São reconhecidos diversos casos de perda de integridade e consequente redução drástica de capacidade de carga das baterias (até perda total) com necessidade de substituição das mesmas, após uma utilização intensiva e recurso recorrente a PCR’s, em automóveis com pouco mais de um ano e 110.000 km (um exemplo entre vários), com o custo de substituição do modulo das baterias a ultrapassar bastante mais de 50% do custo de um veículo novo.

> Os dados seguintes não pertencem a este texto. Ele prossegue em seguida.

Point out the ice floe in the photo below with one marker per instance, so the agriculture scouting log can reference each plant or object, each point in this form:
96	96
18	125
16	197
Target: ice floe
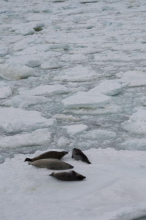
133	78
99	134
75	129
17	120
113	189
77	74
44	90
35	138
137	122
24	101
5	92
86	100
16	72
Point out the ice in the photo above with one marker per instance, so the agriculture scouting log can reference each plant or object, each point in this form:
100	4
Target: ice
24	101
137	122
16	72
134	144
44	90
133	78
75	129
113	189
35	138
33	63
109	87
18	120
99	134
86	100
5	92
77	74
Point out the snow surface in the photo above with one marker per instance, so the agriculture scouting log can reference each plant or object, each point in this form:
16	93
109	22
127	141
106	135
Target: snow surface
88	58
114	188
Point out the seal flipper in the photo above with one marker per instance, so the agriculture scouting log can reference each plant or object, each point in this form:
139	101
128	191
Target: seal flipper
28	159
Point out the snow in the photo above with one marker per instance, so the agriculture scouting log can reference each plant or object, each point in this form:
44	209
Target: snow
35	138
86	100
17	120
5	92
24	101
113	189
44	90
77	74
75	129
137	122
133	78
16	72
73	74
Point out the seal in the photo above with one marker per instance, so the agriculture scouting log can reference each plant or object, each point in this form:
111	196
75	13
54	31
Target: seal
68	176
53	164
77	154
49	154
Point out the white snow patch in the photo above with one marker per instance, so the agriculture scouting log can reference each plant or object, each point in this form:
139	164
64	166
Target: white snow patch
77	74
75	129
113	189
35	138
18	120
137	122
5	92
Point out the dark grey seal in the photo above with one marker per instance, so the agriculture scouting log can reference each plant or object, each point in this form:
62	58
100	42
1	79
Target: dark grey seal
68	176
77	154
53	164
50	154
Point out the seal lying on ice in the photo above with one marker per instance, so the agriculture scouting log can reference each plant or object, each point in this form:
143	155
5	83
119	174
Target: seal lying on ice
77	154
53	164
50	154
68	176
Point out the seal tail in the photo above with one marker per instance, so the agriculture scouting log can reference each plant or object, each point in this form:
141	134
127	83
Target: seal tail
28	159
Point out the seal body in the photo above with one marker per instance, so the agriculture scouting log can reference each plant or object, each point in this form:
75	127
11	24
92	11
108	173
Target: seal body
53	164
68	176
50	154
77	154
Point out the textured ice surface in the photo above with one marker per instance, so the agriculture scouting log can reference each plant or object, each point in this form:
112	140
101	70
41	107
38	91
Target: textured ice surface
35	138
77	74
113	189
5	92
45	90
86	100
16	72
75	129
137	122
17	120
133	78
24	101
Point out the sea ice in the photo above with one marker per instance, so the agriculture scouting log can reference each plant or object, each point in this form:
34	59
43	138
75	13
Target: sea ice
44	90
133	78
75	129
99	134
77	74
24	101
5	92
35	138
86	100
137	122
16	72
18	120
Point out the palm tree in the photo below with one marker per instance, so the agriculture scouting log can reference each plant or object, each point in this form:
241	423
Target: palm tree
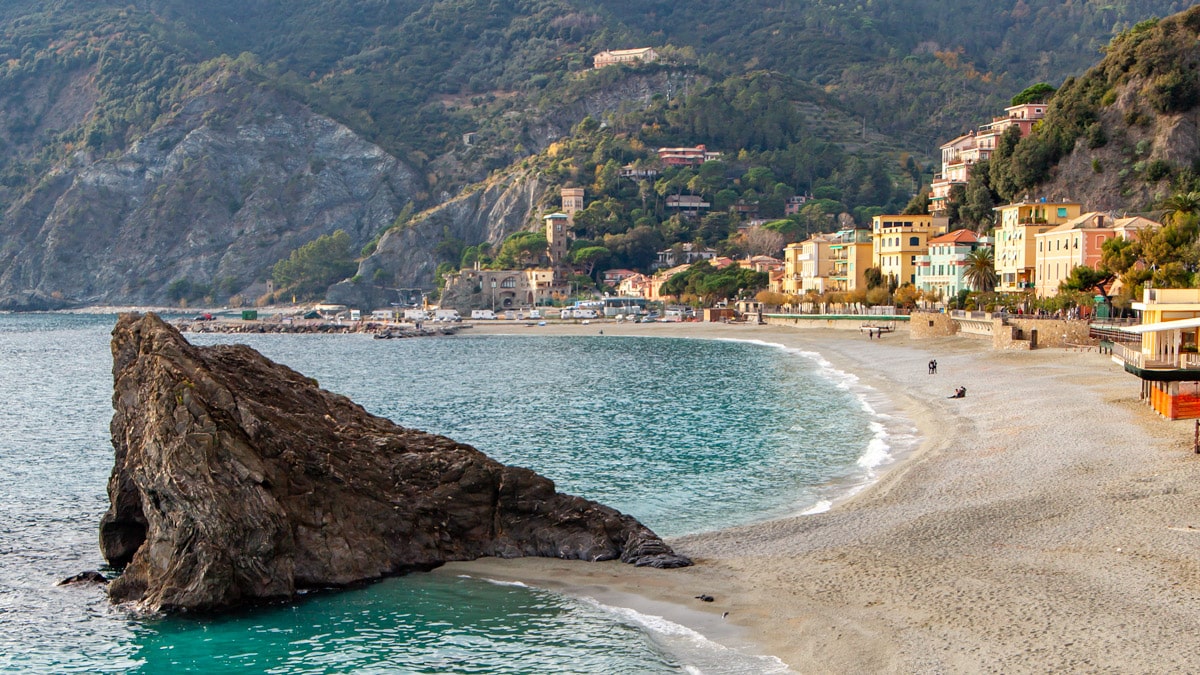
1181	204
981	272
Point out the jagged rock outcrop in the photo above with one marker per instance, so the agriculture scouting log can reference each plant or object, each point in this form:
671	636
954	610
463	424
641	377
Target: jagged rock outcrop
238	479
225	187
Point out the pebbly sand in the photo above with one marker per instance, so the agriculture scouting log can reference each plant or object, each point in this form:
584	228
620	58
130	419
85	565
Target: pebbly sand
1049	523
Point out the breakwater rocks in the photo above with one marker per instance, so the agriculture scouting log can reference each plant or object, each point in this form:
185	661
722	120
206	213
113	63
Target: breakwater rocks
238	479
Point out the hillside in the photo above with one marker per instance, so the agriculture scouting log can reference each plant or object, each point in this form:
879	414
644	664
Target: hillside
1126	135
97	100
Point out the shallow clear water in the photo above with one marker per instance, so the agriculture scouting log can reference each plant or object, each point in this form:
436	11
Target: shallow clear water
685	435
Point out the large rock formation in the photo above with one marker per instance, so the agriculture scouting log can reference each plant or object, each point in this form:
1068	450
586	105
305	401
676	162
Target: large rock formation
238	479
204	204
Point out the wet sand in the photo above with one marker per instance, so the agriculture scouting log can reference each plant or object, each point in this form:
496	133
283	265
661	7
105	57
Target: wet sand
1049	523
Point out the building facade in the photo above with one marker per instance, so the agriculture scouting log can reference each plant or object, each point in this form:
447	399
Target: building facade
1079	242
808	266
613	57
687	156
943	269
899	239
852	254
1017	232
963	153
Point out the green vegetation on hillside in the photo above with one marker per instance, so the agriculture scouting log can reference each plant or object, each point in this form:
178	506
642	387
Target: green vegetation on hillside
1159	59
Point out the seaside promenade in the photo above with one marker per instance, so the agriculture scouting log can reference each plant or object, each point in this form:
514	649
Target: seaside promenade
1048	524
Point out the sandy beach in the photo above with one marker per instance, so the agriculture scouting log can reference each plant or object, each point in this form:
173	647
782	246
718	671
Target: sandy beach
1048	524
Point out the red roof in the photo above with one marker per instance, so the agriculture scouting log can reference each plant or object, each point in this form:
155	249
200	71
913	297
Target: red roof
957	237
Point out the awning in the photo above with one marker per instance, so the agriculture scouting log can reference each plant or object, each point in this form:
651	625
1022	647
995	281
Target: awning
1180	324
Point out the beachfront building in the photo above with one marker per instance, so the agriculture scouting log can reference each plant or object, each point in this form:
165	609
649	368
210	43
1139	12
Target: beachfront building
1167	360
899	239
852	255
943	269
503	288
961	154
1079	242
615	57
1017	232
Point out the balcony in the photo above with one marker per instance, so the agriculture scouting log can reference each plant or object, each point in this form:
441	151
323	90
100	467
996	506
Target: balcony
1157	366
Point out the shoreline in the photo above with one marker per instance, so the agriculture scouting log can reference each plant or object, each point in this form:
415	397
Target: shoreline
1044	524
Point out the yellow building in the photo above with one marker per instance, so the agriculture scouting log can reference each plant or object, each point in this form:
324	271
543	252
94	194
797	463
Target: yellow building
1167	360
852	254
808	266
1017	230
898	240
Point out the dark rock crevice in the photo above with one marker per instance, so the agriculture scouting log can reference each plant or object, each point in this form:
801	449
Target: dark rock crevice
238	479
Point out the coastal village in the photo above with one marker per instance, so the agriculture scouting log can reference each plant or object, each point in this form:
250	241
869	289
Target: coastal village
923	275
838	502
1033	249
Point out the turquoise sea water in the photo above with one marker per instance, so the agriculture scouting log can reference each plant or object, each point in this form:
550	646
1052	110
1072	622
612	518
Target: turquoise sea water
685	435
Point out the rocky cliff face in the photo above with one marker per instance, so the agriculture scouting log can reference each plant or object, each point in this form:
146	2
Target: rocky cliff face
407	257
233	181
238	479
1120	174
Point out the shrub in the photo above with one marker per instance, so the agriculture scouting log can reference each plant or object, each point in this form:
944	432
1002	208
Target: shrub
1157	171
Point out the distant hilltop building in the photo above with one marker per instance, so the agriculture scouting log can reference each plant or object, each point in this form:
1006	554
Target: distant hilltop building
687	156
573	201
963	153
640	55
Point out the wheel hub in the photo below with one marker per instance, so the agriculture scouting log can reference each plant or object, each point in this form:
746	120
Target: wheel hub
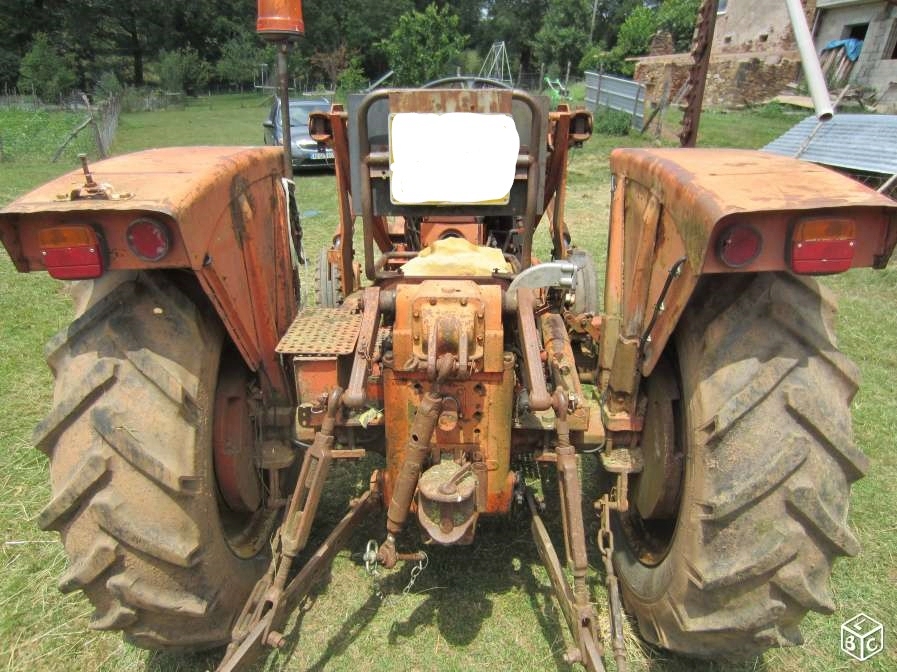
234	444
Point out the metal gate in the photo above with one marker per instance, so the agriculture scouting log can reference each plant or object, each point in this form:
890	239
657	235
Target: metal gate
616	93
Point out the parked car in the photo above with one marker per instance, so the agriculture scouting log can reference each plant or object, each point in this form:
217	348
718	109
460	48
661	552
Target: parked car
306	152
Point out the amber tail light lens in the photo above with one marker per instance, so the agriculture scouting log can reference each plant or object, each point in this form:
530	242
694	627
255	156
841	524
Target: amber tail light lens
821	246
71	252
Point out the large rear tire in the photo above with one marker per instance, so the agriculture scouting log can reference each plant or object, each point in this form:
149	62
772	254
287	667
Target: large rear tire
766	444
134	492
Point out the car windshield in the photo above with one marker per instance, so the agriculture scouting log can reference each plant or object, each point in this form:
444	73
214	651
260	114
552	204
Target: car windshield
299	113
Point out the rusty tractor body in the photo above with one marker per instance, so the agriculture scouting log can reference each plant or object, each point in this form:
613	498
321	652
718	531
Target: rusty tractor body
198	407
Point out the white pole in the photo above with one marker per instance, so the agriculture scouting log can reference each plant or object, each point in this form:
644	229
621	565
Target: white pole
810	61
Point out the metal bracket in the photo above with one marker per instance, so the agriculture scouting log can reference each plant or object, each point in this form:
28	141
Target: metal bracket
550	274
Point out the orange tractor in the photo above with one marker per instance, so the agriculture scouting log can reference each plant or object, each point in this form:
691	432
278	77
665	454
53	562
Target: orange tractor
198	406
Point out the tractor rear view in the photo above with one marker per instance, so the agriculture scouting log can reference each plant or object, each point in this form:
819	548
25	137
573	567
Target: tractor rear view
198	407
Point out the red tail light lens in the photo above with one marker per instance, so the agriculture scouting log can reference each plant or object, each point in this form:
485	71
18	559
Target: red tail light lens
739	245
823	246
71	252
148	239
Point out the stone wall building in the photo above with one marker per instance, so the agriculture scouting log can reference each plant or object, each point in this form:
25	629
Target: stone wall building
875	23
753	57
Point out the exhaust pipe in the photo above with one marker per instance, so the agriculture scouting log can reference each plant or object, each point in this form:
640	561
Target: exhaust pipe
810	61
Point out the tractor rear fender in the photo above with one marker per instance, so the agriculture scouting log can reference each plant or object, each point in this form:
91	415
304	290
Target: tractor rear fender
224	212
677	214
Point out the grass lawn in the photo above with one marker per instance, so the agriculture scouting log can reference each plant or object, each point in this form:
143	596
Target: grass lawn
488	606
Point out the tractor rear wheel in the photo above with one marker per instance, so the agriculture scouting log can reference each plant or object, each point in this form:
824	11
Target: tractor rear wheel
752	425
135	499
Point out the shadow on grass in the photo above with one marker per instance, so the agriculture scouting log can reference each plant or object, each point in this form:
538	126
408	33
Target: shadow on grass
460	588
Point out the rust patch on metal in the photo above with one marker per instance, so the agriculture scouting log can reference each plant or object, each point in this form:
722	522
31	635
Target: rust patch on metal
240	202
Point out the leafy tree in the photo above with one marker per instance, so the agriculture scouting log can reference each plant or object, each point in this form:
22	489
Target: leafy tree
633	39
351	79
9	68
423	44
515	22
564	34
332	63
679	18
239	60
183	70
45	70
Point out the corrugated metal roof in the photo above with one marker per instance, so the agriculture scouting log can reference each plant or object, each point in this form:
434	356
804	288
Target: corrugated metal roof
866	142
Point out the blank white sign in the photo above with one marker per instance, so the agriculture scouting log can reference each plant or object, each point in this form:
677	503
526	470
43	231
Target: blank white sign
456	158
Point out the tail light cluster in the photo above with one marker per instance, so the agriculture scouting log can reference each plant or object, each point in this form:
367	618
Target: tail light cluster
815	246
79	251
71	252
822	245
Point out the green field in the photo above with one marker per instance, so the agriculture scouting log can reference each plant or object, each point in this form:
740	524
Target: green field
479	608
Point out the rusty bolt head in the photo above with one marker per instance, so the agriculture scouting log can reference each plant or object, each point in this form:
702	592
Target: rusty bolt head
276	639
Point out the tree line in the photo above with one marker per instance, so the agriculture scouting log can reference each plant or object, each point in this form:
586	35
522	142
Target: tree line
53	46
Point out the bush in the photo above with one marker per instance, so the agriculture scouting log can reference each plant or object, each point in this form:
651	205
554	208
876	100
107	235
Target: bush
351	79
612	122
45	71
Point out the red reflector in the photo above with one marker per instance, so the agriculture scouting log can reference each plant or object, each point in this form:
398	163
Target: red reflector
71	252
739	245
823	246
148	239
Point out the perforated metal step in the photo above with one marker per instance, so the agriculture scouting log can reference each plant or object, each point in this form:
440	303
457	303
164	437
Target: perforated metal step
321	332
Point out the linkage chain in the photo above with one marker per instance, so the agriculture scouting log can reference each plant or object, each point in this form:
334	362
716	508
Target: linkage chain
371	566
606	547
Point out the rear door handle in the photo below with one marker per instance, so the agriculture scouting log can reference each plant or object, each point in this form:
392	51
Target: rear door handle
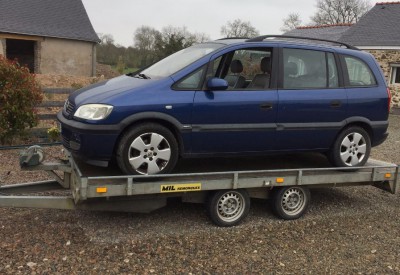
336	103
266	106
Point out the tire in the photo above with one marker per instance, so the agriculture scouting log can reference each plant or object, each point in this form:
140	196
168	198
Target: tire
351	148
228	207
147	149
291	202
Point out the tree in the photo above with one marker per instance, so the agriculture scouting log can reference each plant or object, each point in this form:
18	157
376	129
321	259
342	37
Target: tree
106	39
173	39
239	28
145	38
291	22
339	11
20	94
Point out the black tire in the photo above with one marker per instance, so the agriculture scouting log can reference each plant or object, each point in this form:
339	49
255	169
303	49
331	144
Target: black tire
290	202
228	207
351	148
158	153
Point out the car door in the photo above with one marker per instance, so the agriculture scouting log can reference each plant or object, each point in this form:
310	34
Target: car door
312	100
242	118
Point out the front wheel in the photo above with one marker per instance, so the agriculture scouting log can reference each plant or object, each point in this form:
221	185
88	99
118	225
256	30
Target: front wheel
351	148
228	207
147	149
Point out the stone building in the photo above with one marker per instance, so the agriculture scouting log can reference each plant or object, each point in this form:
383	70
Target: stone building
48	36
377	32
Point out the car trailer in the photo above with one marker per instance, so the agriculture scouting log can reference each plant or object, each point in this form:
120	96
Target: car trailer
226	194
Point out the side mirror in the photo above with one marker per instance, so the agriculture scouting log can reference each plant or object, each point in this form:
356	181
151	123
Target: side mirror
217	84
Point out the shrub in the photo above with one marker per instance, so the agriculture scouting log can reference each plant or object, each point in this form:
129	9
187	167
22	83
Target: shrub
54	134
19	95
395	91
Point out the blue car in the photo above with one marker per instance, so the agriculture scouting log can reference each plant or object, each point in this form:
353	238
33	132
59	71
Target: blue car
233	97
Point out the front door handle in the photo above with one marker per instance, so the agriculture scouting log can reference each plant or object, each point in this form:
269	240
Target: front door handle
266	106
336	103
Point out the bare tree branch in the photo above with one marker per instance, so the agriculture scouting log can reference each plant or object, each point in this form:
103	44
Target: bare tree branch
339	11
291	22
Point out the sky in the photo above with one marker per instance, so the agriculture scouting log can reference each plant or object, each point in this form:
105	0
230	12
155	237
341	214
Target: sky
121	18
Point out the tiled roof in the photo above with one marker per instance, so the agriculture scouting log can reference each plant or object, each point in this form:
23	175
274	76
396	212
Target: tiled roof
49	18
330	32
378	27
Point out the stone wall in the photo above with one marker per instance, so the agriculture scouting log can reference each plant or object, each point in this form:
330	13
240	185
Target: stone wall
62	56
385	58
2	46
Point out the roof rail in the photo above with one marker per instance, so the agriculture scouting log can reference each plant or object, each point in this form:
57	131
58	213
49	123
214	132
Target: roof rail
227	38
261	38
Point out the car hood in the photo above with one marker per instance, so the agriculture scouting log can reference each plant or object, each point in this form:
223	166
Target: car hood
100	92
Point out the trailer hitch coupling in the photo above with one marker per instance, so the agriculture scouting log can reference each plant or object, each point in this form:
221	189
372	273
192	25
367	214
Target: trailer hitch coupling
33	156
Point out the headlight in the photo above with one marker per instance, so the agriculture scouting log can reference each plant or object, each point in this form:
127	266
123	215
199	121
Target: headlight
93	111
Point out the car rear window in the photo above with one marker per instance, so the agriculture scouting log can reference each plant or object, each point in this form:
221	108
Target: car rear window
359	73
309	69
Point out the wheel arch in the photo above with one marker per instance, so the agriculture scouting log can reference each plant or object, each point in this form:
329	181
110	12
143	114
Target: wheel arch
165	120
356	121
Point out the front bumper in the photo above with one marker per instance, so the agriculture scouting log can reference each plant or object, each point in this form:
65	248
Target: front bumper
91	142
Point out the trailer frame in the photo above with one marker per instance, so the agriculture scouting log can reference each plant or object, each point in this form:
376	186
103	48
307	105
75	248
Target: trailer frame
125	193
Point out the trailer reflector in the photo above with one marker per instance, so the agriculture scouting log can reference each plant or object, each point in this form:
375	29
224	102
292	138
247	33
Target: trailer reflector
101	189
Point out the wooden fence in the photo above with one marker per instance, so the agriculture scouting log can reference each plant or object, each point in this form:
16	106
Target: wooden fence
53	103
49	115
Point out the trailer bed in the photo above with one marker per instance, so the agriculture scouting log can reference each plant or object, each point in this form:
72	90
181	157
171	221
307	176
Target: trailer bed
94	188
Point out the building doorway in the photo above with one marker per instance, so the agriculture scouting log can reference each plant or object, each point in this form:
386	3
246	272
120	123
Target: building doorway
23	51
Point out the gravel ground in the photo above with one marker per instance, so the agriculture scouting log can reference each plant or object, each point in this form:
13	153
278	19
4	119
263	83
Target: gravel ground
354	230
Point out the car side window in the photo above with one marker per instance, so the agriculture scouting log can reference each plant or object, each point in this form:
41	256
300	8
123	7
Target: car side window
192	81
245	69
359	73
309	69
333	79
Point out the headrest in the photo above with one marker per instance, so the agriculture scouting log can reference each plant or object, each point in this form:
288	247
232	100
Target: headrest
265	64
236	66
291	68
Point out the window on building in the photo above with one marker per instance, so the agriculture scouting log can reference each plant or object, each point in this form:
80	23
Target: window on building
23	51
395	75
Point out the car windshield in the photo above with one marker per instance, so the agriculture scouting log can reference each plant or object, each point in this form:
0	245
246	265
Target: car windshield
179	60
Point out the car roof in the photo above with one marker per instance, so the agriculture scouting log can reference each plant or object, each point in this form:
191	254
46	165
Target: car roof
287	40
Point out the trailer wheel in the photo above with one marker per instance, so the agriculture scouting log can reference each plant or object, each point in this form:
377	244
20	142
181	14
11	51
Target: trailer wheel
228	207
291	202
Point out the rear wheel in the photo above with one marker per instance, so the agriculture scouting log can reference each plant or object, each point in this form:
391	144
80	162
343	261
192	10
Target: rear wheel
228	207
290	202
147	149
351	148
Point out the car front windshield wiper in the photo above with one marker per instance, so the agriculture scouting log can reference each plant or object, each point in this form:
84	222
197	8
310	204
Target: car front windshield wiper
143	76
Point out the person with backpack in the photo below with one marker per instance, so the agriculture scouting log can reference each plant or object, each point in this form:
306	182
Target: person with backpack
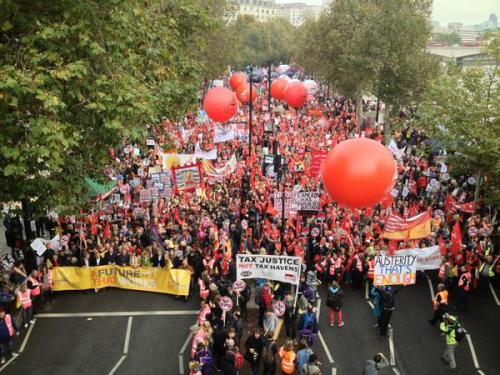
288	357
308	325
303	354
311	367
254	346
233	360
378	362
334	301
454	333
269	355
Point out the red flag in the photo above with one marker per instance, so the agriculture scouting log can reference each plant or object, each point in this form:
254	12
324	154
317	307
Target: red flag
456	238
107	231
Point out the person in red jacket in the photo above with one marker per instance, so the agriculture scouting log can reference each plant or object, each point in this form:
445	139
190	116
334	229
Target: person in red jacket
8	328
266	302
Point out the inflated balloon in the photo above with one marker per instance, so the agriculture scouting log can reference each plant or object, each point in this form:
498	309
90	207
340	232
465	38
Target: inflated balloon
237	79
311	87
278	88
220	104
296	94
359	173
243	93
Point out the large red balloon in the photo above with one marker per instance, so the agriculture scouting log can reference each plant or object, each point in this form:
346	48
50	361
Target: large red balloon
243	93
296	94
220	104
237	79
278	88
359	173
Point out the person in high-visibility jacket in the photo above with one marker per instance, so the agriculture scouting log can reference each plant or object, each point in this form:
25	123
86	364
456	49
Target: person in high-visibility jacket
24	299
8	328
448	326
439	304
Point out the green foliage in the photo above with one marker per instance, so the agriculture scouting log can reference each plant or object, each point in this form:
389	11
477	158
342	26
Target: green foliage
461	110
79	77
448	38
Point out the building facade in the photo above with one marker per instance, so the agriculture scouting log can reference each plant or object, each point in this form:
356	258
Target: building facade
262	10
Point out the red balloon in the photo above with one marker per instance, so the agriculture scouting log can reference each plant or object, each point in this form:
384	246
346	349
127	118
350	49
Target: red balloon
237	79
243	93
359	173
296	94
278	88
220	104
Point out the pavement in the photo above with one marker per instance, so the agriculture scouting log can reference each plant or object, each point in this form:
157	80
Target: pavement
127	332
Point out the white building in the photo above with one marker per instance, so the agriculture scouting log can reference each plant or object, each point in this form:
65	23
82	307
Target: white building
263	10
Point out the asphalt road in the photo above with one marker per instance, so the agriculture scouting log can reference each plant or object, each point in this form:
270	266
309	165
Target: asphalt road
95	341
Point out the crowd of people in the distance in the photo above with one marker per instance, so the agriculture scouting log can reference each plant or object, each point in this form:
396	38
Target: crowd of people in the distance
202	231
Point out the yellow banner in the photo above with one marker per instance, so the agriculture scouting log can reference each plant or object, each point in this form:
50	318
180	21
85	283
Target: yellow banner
152	279
419	231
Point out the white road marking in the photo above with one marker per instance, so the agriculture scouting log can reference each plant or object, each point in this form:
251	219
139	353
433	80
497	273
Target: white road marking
327	351
127	335
472	351
431	288
181	353
118	313
26	338
391	350
494	294
117	365
14	356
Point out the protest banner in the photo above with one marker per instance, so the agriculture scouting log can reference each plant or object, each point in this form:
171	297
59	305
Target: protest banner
428	258
271	267
395	269
317	159
202	154
153	279
186	178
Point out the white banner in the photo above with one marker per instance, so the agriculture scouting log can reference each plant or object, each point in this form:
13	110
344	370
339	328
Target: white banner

- Como assegurar aos diversos profissionais, de transporte de passageiros ou mercadorias, que dão uma utilização intensiva ao seu automóvel, que os BEV’s são a melhor e adequada opção?
- Como assegurar que, em 2030 (ou quiçá, em 2026!), um BEV terá um custo de compra novo equiparado um ICE equivalente, de forma a convencer os compradores e possibilitar a compra generalizada de novos automóveis, visto que hoje, o valor final de compra sem incentivos fiscais, pode ultrapassar o dobro de um ICE?
Independentemente das opiniões, é factual que os BEV’s têm inúmeras vantagens sobre os ICE’s. Não obstante, os BEV’s não se têm conseguido impor nos mercados, bastando verificar as evidentes flutuações dos volumes e tendências de vendas e constatar a baixa penetração generalizada.
Há algumas excepções como a Noruega, Suécia, Finlândia, Islândia e Holanda, como demonstra o McKinsey Electric Vehicle Index mas após uma análise cuidada percebe-se que a democratização dos EV’s (BEV’s, FCEV’s e híbridos, todos confundidos) se deve essencialmente às inúmeras medidas de incentivo, mais concretamente, vantagens financeiras concedidas pelos Estados, que vão desde a redução nos impostos de compra e circulação, ao carregamentos e estacionamentos gratuitos, até às excepções a proibições de circulação, etc.
Não obstante, estas medidas têm apresentado resultados não satisfatórios de incrementos de venda, que continuam demasiado baixos para demostrar uma cabal vontade de mudança, por parte dos consumidores.
Desta forma, a transição “suave e voluntária” irá, na verdade, ser impulsionada por fortes medidas de dissuasão à compra de novos ICE’s (e manutenção dos existentes), como as já mencionadas proibições de circulação, aumento de impostos e taxas e, no limite, proibição total de vendas, prevista para 2030.
Após muita pesquisa e tendo eu a consciência que não tenho acesso a toda a informação, atrevo-me a arriscar que o custo total da operação Zero Carbon 2030 terá um custo real de muitos, mesmo muitos milhares de milhões de euros.
Estou convencido que nem os impulsionadores destas medidas terão quantificado esse valor…
Numa UE e num Mundo evidentemente fragilizados pela actual pandemia, com a economia global a atravessar uma das piores recessões da História, será viável impor estas medidas?
Se forem postas em prática, será que terão o sucesso expectável ?
Eu não gostaria de ser a ovelha ronhosa do rebanho, mas, INFELIZMENTE, estou convencido que não.
Nuno Poitout, engenheiro mecânico, escreve de acordo com a antiga ortografia.